ASU's English department transforms its leadership, structure
Professor Mark Lussier, a specialist in Romantic literature and critical theory, has been named the new chair of the Department of English at Arizona State University, effective June 1, 2013.
Lussier assumes the post held previously by professor Maureen Daly Goggin, a rhetorician, who led the department since 2009. Goggin will return to research and teaching after a year of research leave.
“We are deeply grateful to professor Maureen Daly Goggin for her dedicated work as chair of the English department,” said George Justice, dean of humanities in ASU’s College of Liberal Arts and Sciences, in which the Department of English is the largest humanities unit. “Professor Goggin took on this extremely difficult task and pursued the work with vigor and a deep concern for all the citizens of the English department: our great faculty, students, staff and external partners.”
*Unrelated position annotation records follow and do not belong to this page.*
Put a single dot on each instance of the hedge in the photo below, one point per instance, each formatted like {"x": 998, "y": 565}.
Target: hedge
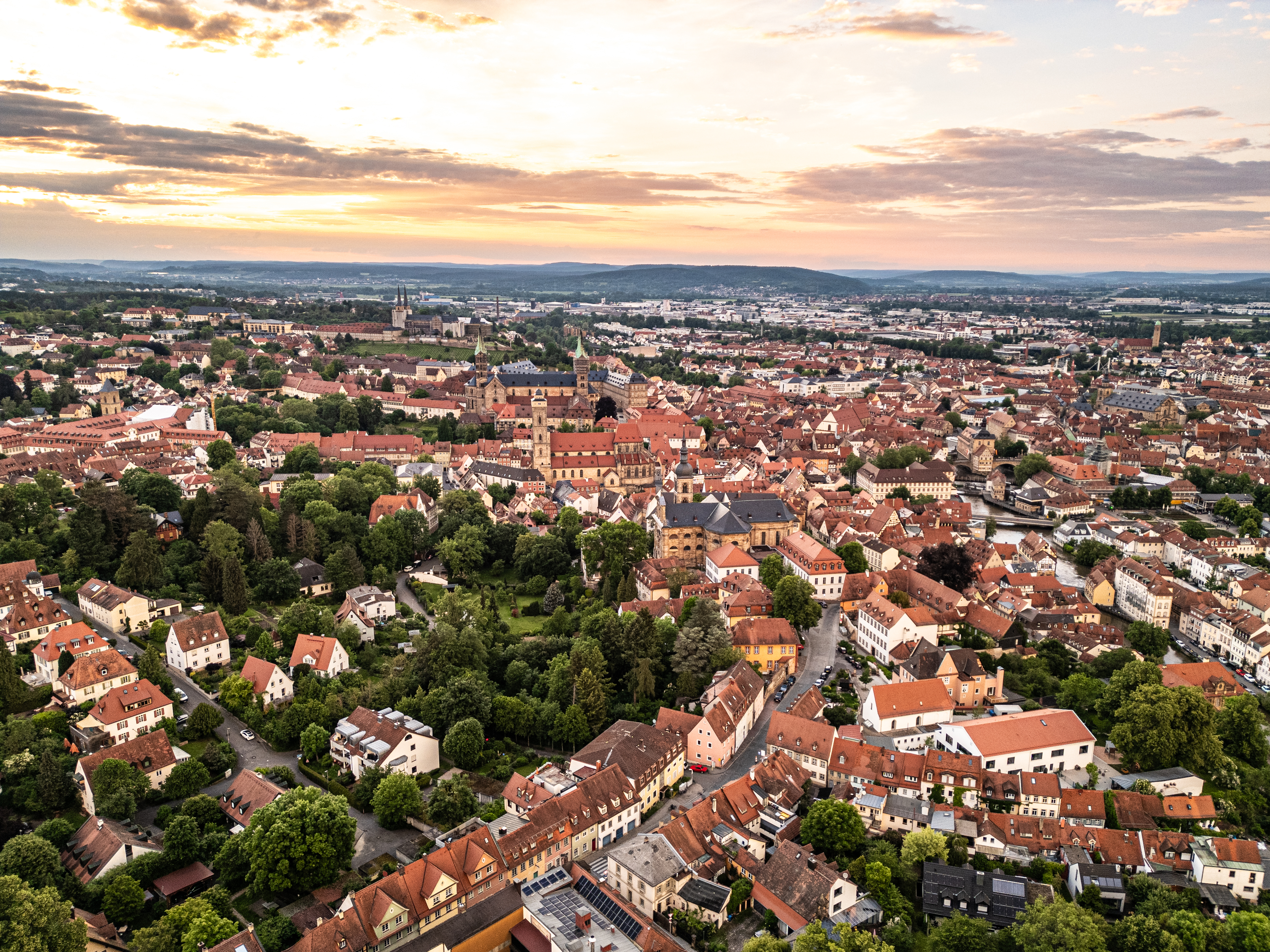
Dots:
{"x": 333, "y": 786}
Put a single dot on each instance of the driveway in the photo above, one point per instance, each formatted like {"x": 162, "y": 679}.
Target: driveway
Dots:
{"x": 372, "y": 841}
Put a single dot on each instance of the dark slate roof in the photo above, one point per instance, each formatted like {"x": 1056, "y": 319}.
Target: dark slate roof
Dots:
{"x": 538, "y": 380}
{"x": 1005, "y": 897}
{"x": 1132, "y": 400}
{"x": 708, "y": 895}
{"x": 507, "y": 473}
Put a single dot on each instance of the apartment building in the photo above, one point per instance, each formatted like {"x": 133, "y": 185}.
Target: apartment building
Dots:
{"x": 817, "y": 565}
{"x": 808, "y": 743}
{"x": 385, "y": 739}
{"x": 1141, "y": 595}
{"x": 651, "y": 758}
{"x": 121, "y": 610}
{"x": 1047, "y": 741}
{"x": 78, "y": 639}
{"x": 604, "y": 808}
{"x": 127, "y": 711}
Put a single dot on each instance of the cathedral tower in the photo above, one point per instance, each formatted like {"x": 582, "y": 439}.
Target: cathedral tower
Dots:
{"x": 581, "y": 367}
{"x": 542, "y": 438}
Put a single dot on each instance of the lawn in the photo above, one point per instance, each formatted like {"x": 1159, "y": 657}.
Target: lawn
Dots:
{"x": 432, "y": 352}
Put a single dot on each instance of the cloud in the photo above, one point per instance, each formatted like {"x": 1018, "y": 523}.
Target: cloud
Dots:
{"x": 32, "y": 87}
{"x": 838, "y": 18}
{"x": 249, "y": 162}
{"x": 1154, "y": 8}
{"x": 976, "y": 169}
{"x": 1192, "y": 112}
{"x": 1227, "y": 145}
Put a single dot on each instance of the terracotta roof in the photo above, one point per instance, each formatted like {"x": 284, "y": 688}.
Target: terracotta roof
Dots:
{"x": 201, "y": 630}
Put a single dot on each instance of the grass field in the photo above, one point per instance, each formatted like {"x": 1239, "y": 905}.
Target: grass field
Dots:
{"x": 432, "y": 352}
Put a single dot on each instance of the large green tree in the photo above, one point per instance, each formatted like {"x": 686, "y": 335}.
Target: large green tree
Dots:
{"x": 793, "y": 602}
{"x": 1160, "y": 728}
{"x": 299, "y": 842}
{"x": 37, "y": 919}
{"x": 834, "y": 828}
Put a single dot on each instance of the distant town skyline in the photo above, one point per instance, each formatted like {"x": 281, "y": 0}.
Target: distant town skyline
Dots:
{"x": 1086, "y": 136}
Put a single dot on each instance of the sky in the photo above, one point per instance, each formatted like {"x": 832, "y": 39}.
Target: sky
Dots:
{"x": 1028, "y": 135}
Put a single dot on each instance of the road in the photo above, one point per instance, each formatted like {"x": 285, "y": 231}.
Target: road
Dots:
{"x": 821, "y": 650}
{"x": 372, "y": 840}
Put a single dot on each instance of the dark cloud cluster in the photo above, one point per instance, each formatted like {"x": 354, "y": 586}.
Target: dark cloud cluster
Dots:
{"x": 1010, "y": 170}
{"x": 253, "y": 158}
{"x": 841, "y": 18}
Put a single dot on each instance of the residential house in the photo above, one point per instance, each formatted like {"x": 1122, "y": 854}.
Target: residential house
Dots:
{"x": 269, "y": 682}
{"x": 78, "y": 639}
{"x": 1046, "y": 741}
{"x": 326, "y": 657}
{"x": 121, "y": 610}
{"x": 196, "y": 643}
{"x": 651, "y": 758}
{"x": 102, "y": 845}
{"x": 94, "y": 674}
{"x": 150, "y": 753}
{"x": 126, "y": 711}
{"x": 385, "y": 739}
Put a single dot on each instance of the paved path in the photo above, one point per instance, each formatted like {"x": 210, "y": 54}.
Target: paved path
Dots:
{"x": 372, "y": 840}
{"x": 821, "y": 650}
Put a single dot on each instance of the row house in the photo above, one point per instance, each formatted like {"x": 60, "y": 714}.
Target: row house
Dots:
{"x": 732, "y": 705}
{"x": 604, "y": 808}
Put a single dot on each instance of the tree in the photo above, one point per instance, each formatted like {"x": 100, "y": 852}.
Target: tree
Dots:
{"x": 1090, "y": 553}
{"x": 204, "y": 722}
{"x": 703, "y": 638}
{"x": 220, "y": 454}
{"x": 314, "y": 742}
{"x": 451, "y": 804}
{"x": 186, "y": 780}
{"x": 1058, "y": 927}
{"x": 572, "y": 728}
{"x": 1239, "y": 725}
{"x": 792, "y": 601}
{"x": 853, "y": 556}
{"x": 1160, "y": 728}
{"x": 834, "y": 828}
{"x": 124, "y": 901}
{"x": 948, "y": 564}
{"x": 233, "y": 587}
{"x": 1029, "y": 466}
{"x": 1249, "y": 932}
{"x": 1081, "y": 693}
{"x": 464, "y": 743}
{"x": 143, "y": 567}
{"x": 465, "y": 551}
{"x": 277, "y": 934}
{"x": 396, "y": 799}
{"x": 1150, "y": 640}
{"x": 37, "y": 919}
{"x": 924, "y": 846}
{"x": 299, "y": 842}
{"x": 31, "y": 859}
{"x": 962, "y": 935}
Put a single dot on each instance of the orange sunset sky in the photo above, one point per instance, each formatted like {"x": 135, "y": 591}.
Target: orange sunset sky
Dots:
{"x": 1031, "y": 135}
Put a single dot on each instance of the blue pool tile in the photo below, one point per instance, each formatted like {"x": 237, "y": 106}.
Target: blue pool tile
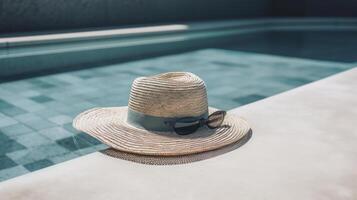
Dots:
{"x": 41, "y": 99}
{"x": 32, "y": 139}
{"x": 40, "y": 84}
{"x": 12, "y": 172}
{"x": 69, "y": 127}
{"x": 38, "y": 165}
{"x": 249, "y": 98}
{"x": 6, "y": 162}
{"x": 33, "y": 154}
{"x": 34, "y": 121}
{"x": 46, "y": 113}
{"x": 7, "y": 146}
{"x": 55, "y": 133}
{"x": 30, "y": 93}
{"x": 85, "y": 151}
{"x": 6, "y": 121}
{"x": 63, "y": 157}
{"x": 73, "y": 143}
{"x": 27, "y": 104}
{"x": 88, "y": 138}
{"x": 13, "y": 111}
{"x": 4, "y": 104}
{"x": 16, "y": 129}
{"x": 4, "y": 137}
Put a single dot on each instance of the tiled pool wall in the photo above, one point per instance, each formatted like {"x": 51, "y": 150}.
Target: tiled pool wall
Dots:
{"x": 36, "y": 113}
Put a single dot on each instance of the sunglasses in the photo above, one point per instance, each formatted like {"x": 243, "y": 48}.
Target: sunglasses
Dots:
{"x": 184, "y": 126}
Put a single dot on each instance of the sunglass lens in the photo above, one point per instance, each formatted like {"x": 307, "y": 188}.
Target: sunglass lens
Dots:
{"x": 185, "y": 128}
{"x": 215, "y": 120}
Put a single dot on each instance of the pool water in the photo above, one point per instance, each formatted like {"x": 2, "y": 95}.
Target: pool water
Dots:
{"x": 36, "y": 113}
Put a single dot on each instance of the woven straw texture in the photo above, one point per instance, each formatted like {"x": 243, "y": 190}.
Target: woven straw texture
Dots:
{"x": 173, "y": 94}
{"x": 175, "y": 160}
{"x": 109, "y": 126}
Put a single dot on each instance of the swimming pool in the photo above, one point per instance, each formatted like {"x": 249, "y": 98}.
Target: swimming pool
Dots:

Justice, a scholar of 18th-century literature, whose tenure home is in English, said of Lussier, “I personally have known Mark for nearly 20 years and I look forward to helping him continue to serve the department, campus and community with the vigor that characterizes his long and distinguished career as a faculty member and ASU community member.”
As chair, Lussier hopes to position ASU’s English department – one of the largest and most productive in the United States – as a hub of interdisciplinary English studies. He will seek resources for a cluster of new initiatives that build upon the department’s strengths in local-to-global outreach, and will work with faculty to reimagine the department’s programmatic structure.
Currently, the Department of English is comprised of several, interrelated programs spanning the art and science of language, including creative writing; English education; film and media studies; linguistics and TESOL (Teaching English to Speakers of Other Languages); literature; and rhetoric and composition.
In addition, English is also the home of the largest writing programs (composition instruction) in the U.S., shepherding some 10,000 ASU students per semester – in hundreds of majors and disciplines – through composition courses.
“It is a singular honor to serve such a distinguished group of scholars and teachers,” said Lussier. “I believe our creative energies and copious talents provide a strong foundation upon which to build a forward-looking unit that pays heed to past concerns, but which is poised to grapple with things to come.”
Lussier, who has taught in the English department since 1994, most recently served as president of the University Senate and chair of the University Academic Council. His other administrative posts at ASU have included directing English’s graduate studies program (1997-2000) and serving as assistant director of the Arizona Center for Medieval and Renaissance Studies (1989-1991). Lussier also served as the senior program officer for the Louisiana Endowment for the Humanities, a state affiliate of the National Endowment for the Humanities, in New Orleans (1984-85). He earned a doctorate in English at Texas A&M University in 1989.
Lussier also has a full research agenda. His monograph, “Romantic Dharma: The Emergence of Buddhism in Nineteenth-Century Europe” (Palgrave/Macmillan, 2011), will be honored by the ASU Institute for Humanities Research this fall. He also co-directed the 2012 International Conference on Romanticism, which was held at ASU last fall and directed the 2006 International Conference on Romanticism, which resulted in the edited collection, “Engaged Romanticism: Romanticism as Praxis” (Cambridge Scholars Press, 2008), published with ASU staff member Bruce Matsunaga. He is currently completing two other books: “The Encyclopedia of Romantic Writers and Writing” (Wiley-Blackwell), co-authored with Dana Tait, and “Blake & Lacan” (Peter Lang). Both will appear in print later this year.